Perhaps a healthier way to think about it is somewhere out there, right now, someone is being born with a terrible birth defect that will affect the trajectory of the rest of their life. From their first breaths in this world they never had a chance like yours. Somewhere else out there someone is dying of starvation or terminal cancer or some degenerative disease with no cure. Do you think any of these people would want you using them as a reason for why you should feel better about yourself? Of course not. They'd kill to be in your position. One where you can actually change things because unlike them you have a chance at tomorrow. So forget about what's worse. Seize the way you can make it better.

Friday, August 3, 2012

Antiquing a French Provincial table on a budget

I've been on a Francophile kick lately for the baby girl's nursery theme: French Garden.

Over the past few months I've collected things here and there to try and make this nursery as calm and dreamlike as possible, but furniture was the one area that proved frustrating.
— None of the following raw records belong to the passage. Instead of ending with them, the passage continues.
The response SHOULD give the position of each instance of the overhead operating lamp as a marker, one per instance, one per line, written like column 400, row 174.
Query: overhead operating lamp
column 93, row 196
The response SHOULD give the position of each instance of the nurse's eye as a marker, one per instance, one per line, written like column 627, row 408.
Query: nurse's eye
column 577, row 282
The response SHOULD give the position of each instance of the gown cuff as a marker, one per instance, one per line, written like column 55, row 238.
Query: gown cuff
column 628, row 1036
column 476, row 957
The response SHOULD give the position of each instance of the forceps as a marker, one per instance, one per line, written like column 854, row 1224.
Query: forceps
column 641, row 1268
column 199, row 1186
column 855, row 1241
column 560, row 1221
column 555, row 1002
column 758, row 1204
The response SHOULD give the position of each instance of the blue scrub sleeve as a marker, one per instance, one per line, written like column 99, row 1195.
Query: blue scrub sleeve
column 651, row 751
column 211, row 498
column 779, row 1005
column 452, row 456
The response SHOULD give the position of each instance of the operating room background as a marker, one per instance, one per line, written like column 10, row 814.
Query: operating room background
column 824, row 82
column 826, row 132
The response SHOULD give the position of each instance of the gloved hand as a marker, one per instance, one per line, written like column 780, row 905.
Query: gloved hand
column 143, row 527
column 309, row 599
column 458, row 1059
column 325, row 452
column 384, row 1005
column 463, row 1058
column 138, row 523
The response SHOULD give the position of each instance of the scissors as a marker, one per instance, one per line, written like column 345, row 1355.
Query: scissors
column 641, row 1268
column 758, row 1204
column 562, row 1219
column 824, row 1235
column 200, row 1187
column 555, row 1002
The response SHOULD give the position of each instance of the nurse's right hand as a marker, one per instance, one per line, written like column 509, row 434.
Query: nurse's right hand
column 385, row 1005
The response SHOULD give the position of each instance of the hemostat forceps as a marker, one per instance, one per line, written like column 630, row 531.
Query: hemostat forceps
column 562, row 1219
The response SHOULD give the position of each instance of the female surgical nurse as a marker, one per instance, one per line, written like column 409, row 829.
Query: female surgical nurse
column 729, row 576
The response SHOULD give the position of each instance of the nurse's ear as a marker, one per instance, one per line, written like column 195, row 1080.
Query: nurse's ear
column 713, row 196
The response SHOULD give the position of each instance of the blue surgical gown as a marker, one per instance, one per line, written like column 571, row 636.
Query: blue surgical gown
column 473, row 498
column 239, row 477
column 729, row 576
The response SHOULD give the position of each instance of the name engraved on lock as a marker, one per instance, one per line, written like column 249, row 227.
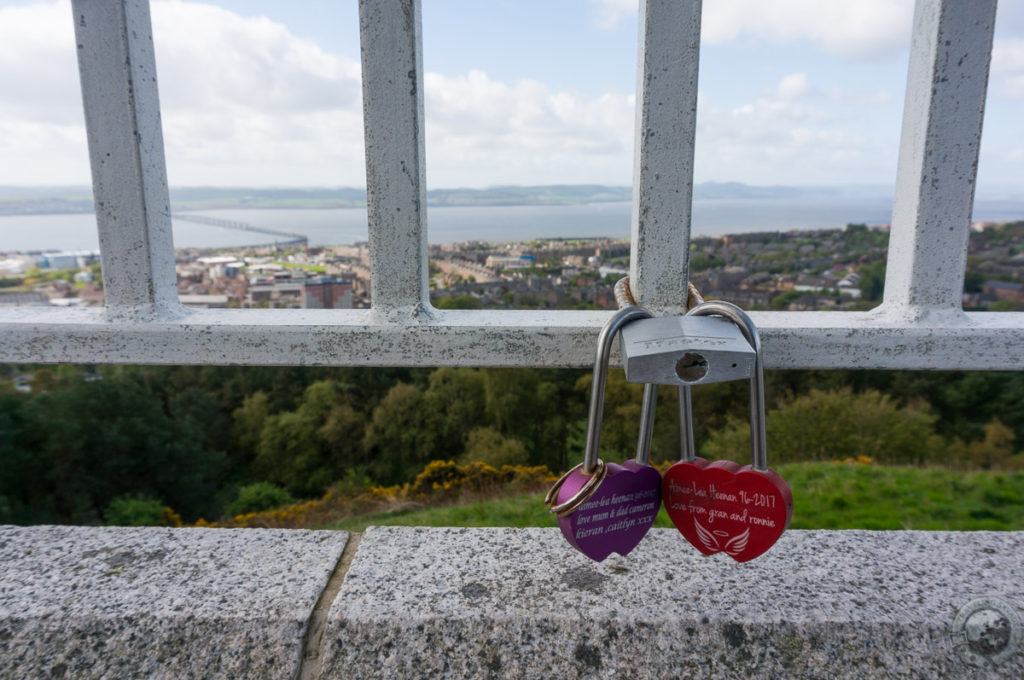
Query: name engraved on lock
column 662, row 351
I'd love more than anything to waltz into Pottery Barn and scoop up anything I want from their nursery collection, but money is a little tight with all our home remodels, and spending a grand here and there on nursery art and furniture just doesn't seem like the responsible thing to do. Luckily my parents bought us a beautiful new baby crib as a gift, so that was taken care of but I still needed a sidetable and a rocking chair.

After exhausting all searches on the Internet, I hit up my local consignment store looking for any type of table that I could modify. My only requirement? That it have French Provincial legs. Surprisingly these types of tables are more obscure than I thought, but just as I was about to leave the store empty-handed, I noticed this little hutch on provincial legs hiding under a rolled up rug:

(Ignore that goopy stuff on it. This was taken after we brought the thing home and slathered on some stripper compound to get rid of that awful Grandma patina walnut stain.) Grandma-furniture coloring aside, I saw major potential in this piece, especially with the adorable beveled detailing on the drawer and the steel mesh grids on the doors.

Since I'm conveniently pregnant at the moment, I had J work with all chemicals to antique this thing back to life so it would fit in a little girl's nursery. Like the diligent husband he is, J got to work stripping off the icky veneer. . .

This part took about two hours in 90-degree temps. Ugh.
Stripped and ready for painting. Much better already!
After perusing various design blogs, I decided to have J spray my little table with Rustoleum's "Heirloom White" paint in satin. I'm absolutely obsessed with this color -- it's a slight off-white with no yellow undertones like other off-whites. Two cans of spray paint and a sanding around all beveling and curves later, the final product was magnifique!:

Nice legs.
Love these curves.
The perfect nursery addition.

Materials Breakdown:

French table: $65
Stripper: $5
Mineral Spirits (to clean stripper off): $10
Two cans of spray paint: $8
Sandpaper: $4

Total Cost: $92

At just under a hundred dollars, I would say this project was a success! Especially considering that it was a solid wood piece and a hundred bucks barely gets you a heap of particle board at Target. We're currently at work antiquing a vintage rocker I found at another consignment store -- pics coming soon.